Great. I hope it's that simple. I'd rather wait a bit for Mathias Clasen to comment. That seems polite, considering that he committed it.
IIRC, the check may not be simply removed, signal emission will set return value to default FALSE which is wrong in that context (I don't mean check shouldn't be removed at all, just saying it's not as simple as select-and-delete, IIRC. I may very well be wrong too).
I guess that the correct way to specify a default return value for a signal is to implement a default signal handler.
(In reply to comment #4) > I guess that the correct way to specify a default return value for a signal is > to implement a default signal handler. g_signal_emitv() can be used to specify a return value that'll be unaltered if no handler executed. for the g_signal_emit() call at hand though, the GSignal return value should default to FALSE if no handler is called.
I have reverted the change in GTK+. I'll leave it to bug #473923 to provide a corrected fix for its specific problem.

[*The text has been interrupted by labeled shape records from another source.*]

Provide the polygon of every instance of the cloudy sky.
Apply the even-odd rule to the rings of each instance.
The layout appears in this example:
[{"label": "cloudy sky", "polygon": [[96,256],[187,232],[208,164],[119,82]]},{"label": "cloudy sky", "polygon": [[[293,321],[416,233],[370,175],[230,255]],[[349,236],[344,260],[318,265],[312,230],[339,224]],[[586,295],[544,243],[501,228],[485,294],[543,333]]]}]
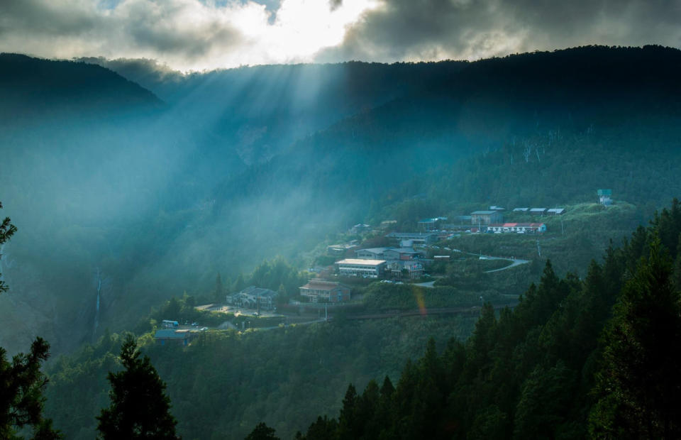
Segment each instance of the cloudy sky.
[{"label": "cloudy sky", "polygon": [[680,48],[681,0],[0,0],[0,52],[183,71],[587,44]]}]

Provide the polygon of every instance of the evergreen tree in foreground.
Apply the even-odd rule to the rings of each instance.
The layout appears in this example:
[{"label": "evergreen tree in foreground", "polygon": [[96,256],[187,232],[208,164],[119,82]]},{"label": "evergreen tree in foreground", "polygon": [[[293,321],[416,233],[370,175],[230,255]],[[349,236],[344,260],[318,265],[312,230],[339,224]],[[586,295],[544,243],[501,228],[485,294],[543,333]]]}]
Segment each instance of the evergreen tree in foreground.
[{"label": "evergreen tree in foreground", "polygon": [[101,439],[177,439],[170,399],[148,356],[140,358],[134,337],[128,334],[121,348],[125,370],[109,372],[111,405],[97,417]]},{"label": "evergreen tree in foreground", "polygon": [[[0,246],[16,231],[16,227],[6,217],[0,223]],[[0,293],[6,290],[7,286],[0,280]],[[0,439],[18,438],[16,430],[28,426],[33,427],[34,439],[59,439],[59,431],[52,428],[52,420],[43,418],[42,414],[43,390],[48,379],[40,371],[40,364],[50,356],[50,344],[36,338],[28,354],[20,353],[11,362],[6,359],[6,353],[0,347]]]},{"label": "evergreen tree in foreground", "polygon": [[15,430],[28,426],[33,428],[34,439],[60,438],[52,428],[52,420],[42,414],[48,380],[40,364],[49,357],[49,350],[50,344],[36,338],[28,354],[19,353],[8,362],[0,347],[0,439],[17,439]]}]

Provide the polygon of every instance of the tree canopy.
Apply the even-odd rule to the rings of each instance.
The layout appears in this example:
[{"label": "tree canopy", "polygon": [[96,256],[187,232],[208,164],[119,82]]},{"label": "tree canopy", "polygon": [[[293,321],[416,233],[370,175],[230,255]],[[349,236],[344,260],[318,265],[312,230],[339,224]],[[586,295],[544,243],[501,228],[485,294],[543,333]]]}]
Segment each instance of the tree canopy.
[{"label": "tree canopy", "polygon": [[109,372],[111,403],[97,417],[99,436],[115,439],[177,439],[170,399],[149,357],[140,358],[135,338],[128,334],[121,347],[125,370]]}]

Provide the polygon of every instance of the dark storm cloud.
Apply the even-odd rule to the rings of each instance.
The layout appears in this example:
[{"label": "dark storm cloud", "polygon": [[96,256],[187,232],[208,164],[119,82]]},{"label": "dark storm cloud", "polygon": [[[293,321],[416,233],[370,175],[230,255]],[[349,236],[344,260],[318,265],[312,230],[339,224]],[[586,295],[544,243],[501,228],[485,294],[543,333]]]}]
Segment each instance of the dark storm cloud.
[{"label": "dark storm cloud", "polygon": [[2,0],[0,51],[187,62],[241,43],[232,13],[194,0]]},{"label": "dark storm cloud", "polygon": [[678,0],[386,0],[316,59],[475,59],[588,44],[679,47],[680,23]]}]

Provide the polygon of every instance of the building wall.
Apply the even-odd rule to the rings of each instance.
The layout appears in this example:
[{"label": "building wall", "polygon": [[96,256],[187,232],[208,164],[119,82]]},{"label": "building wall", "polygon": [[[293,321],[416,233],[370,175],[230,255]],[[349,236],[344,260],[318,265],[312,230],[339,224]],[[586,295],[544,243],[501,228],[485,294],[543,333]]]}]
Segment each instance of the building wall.
[{"label": "building wall", "polygon": [[372,278],[377,278],[383,273],[385,263],[378,265],[364,265],[354,264],[339,264],[338,272],[345,276],[367,275]]}]

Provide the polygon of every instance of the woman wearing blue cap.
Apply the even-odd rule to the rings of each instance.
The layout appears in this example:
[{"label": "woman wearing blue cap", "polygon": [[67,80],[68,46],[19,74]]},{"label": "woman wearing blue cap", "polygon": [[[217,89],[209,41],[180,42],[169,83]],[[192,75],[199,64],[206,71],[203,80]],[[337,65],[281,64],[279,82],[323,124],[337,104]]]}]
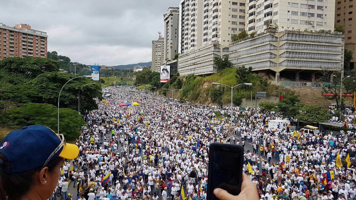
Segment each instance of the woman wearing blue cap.
[{"label": "woman wearing blue cap", "polygon": [[62,134],[35,125],[10,132],[0,143],[0,199],[48,199],[64,159],[79,154]]}]

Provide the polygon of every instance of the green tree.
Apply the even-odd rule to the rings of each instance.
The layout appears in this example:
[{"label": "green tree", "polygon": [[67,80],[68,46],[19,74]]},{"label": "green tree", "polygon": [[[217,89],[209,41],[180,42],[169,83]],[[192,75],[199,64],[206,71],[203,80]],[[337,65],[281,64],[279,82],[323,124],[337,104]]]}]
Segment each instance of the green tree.
[{"label": "green tree", "polygon": [[[56,105],[58,95],[62,86],[75,75],[60,72],[45,72],[38,76],[29,84],[38,94],[41,99],[38,102],[43,102]],[[101,85],[100,83],[83,85],[95,83],[91,79],[80,77],[68,83],[62,90],[59,100],[60,107],[67,107],[74,110],[78,109],[78,94],[80,90],[81,112],[98,109],[95,99],[102,98]]]},{"label": "green tree", "polygon": [[343,33],[345,31],[345,28],[343,26],[341,25],[335,25],[334,30],[336,32],[341,32]]},{"label": "green tree", "polygon": [[300,99],[294,93],[287,93],[282,101],[277,103],[278,111],[285,117],[295,117],[299,114]]},{"label": "green tree", "polygon": [[325,122],[331,116],[328,111],[315,105],[301,105],[301,110],[296,116],[298,120],[307,123]]},{"label": "green tree", "polygon": [[276,111],[277,109],[277,104],[273,102],[265,101],[258,104],[258,107],[262,112],[269,112]]},{"label": "green tree", "polygon": [[0,62],[0,69],[11,75],[20,74],[24,78],[33,79],[45,72],[57,72],[58,62],[43,58],[12,57]]},{"label": "green tree", "polygon": [[257,32],[256,31],[252,31],[250,34],[250,36],[251,37],[253,37],[255,36],[256,35],[256,34],[257,34]]},{"label": "green tree", "polygon": [[244,31],[237,34],[237,35],[232,37],[231,39],[232,41],[236,41],[248,37],[248,33],[247,33],[247,31]]},{"label": "green tree", "polygon": [[224,57],[223,58],[220,56],[214,57],[214,67],[218,68],[219,71],[232,67],[232,63],[229,60],[229,56],[227,55]]},{"label": "green tree", "polygon": [[354,59],[353,54],[352,51],[346,49],[345,50],[344,52],[344,69],[345,70],[345,74],[347,75],[350,73],[350,70],[352,69],[350,68],[349,64],[350,61]]},{"label": "green tree", "polygon": [[235,77],[239,84],[248,82],[248,77],[252,74],[252,67],[245,67],[245,65],[239,66],[236,69]]},{"label": "green tree", "polygon": [[[85,125],[83,115],[75,110],[61,108],[59,110],[59,132],[67,140],[79,135],[80,128]],[[19,128],[34,125],[46,126],[57,132],[57,107],[46,104],[27,103],[0,112],[0,123]]]}]

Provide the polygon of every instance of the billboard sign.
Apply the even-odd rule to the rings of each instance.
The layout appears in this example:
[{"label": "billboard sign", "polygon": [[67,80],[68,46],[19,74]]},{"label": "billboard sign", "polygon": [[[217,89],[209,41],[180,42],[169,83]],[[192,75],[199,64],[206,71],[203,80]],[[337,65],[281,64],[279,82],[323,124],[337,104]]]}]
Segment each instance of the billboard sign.
[{"label": "billboard sign", "polygon": [[161,82],[167,83],[171,77],[171,66],[169,65],[165,65],[161,66]]},{"label": "billboard sign", "polygon": [[100,66],[95,65],[91,65],[91,79],[94,80],[99,80],[99,69]]}]

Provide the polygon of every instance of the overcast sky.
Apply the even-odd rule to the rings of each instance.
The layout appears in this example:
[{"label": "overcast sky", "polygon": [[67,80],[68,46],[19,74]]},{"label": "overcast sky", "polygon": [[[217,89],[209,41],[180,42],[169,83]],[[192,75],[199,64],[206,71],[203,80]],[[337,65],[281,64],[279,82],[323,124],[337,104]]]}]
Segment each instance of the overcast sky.
[{"label": "overcast sky", "polygon": [[151,61],[163,14],[179,0],[0,0],[0,22],[47,32],[48,50],[87,64]]}]

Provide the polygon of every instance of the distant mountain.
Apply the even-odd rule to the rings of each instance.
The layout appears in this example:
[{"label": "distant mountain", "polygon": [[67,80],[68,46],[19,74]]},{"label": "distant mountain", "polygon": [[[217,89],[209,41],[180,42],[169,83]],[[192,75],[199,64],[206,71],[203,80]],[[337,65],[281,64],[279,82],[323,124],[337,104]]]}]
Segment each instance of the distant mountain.
[{"label": "distant mountain", "polygon": [[134,67],[136,65],[140,66],[147,66],[150,67],[152,65],[152,62],[150,62],[147,63],[140,63],[135,64],[129,64],[126,65],[117,65],[114,66],[115,69],[123,69],[125,68],[130,68],[130,69],[134,69]]}]

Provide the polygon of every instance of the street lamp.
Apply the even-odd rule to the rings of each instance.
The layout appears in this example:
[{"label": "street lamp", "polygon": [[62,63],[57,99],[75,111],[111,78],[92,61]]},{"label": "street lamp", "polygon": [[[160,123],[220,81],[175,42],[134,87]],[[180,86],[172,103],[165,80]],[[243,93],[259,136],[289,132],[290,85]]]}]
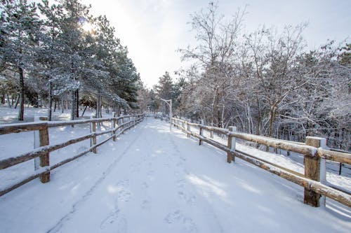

Sorry, I mean I'll leave it to #345345.
The check in question is weird and ugly, but it's not wrong. And here's what happens: 1) gtk has a bug: it totally ignores class hanlder. 2) gtkmm has a bug: it installs bogus class handler which returns a wrong value. Due to the gtk bug this gtkmm bug wasn't exposed. Possible solutions: 1) Fix gtk and gtkmm. Not plausible, as this bug entry demonstrates. 2) Document that the class signal handler won't work, and ignore it.
Please do this in the original #345345, so we don't have two bugs open for the same thing. In that bug, I request a test case for your original problem.
The original #345345 was fixed (and now re-created again, if I understand the comment #6 correctly). The comment about re-creating that bug is here, so I comment here. If that bug isn't going to be fixed, these two are closed and everybody is happy. If that bug is going to be fixed (namely, if the default signal handler is taken into account, and return value of FALSE means "keep emitting paginate" as it happens with callbacks), then you got this #482089.
#345345 has been reopened, because its patch was reverted. Again, please discuss that bug there.